Fundamentals of Data Science

Author

Jeremy Teitelbaum

There are a few additional tricks to know about.

  1. the HAVING clause. This allows you to put conditions on summary variables. For example, suppose we want to find all actors in the sakila database that appear in only one film. Remember that the relationship between films and actors is captured in the film_actor table.

First, we can make a table showing, for each actor_id, how many films that actor appears in.

query = """
select actor_id, count(film_id) as num  from film_actor group by film_id order by num limit 5
"""
run_sql(query, engine)
[(31, 1), (77, 1), (70, 1), (198, 1), (65, 1)]

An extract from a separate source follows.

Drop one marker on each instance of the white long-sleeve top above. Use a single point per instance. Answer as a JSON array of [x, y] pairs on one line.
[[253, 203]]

To pick out the ones where num is one, we use the having clause. (Notice that we include a limit clause to reduce the amount of output).

query = """
select actor_id, count(film_id) as num  from film_actor group by film_id   having count(film_id)=1 limit 5
"""
run_sql(query, engine)
[(70, 1), (65, 1), (77, 1), (198, 1), (31, 1)]

Exercise: How can you fill out the actor names and film names from this information?

  1. The WITH clause.

Suppose you want to find the actors that appear in the most films, it’s a bit trickier One way is to first find the largest number of films, and then join with the table of film counts to pick out those actors having that number of films.

The with clause allows you to nest queries like this.

query = """
with filmcounts as
    (select actor_id, count(film_id) as num from film_actor group by film_id),
    maxfilms as
    (select max(num) as maxnum from filmcounts)
    select actor_id, num from filmcounts join maxfilms on num=maxnum
"""
run_sql(query, engine)
[(28, 15)]

Excercise: Extend this to include the actor names for these most prolific actors. .

If you want the actors with the second largest number of films, you can try this.

query = """
with filmcounts as
    (select actor_id, count(film_id) as num from film_actor group by film_id),
    maxfilms as
    (select max(num) as maxnum from filmcounts where num < (select max(num) from filmcounts))
    select actor_id, num from filmcounts join maxfilms on num=maxnum
"""
run_sql(query, engine)
[(3, 13), (5, 13), (31, 13), (2, 13), (17, 13), (4, 13)]

If you want, say, the top 5, then you need other techniques.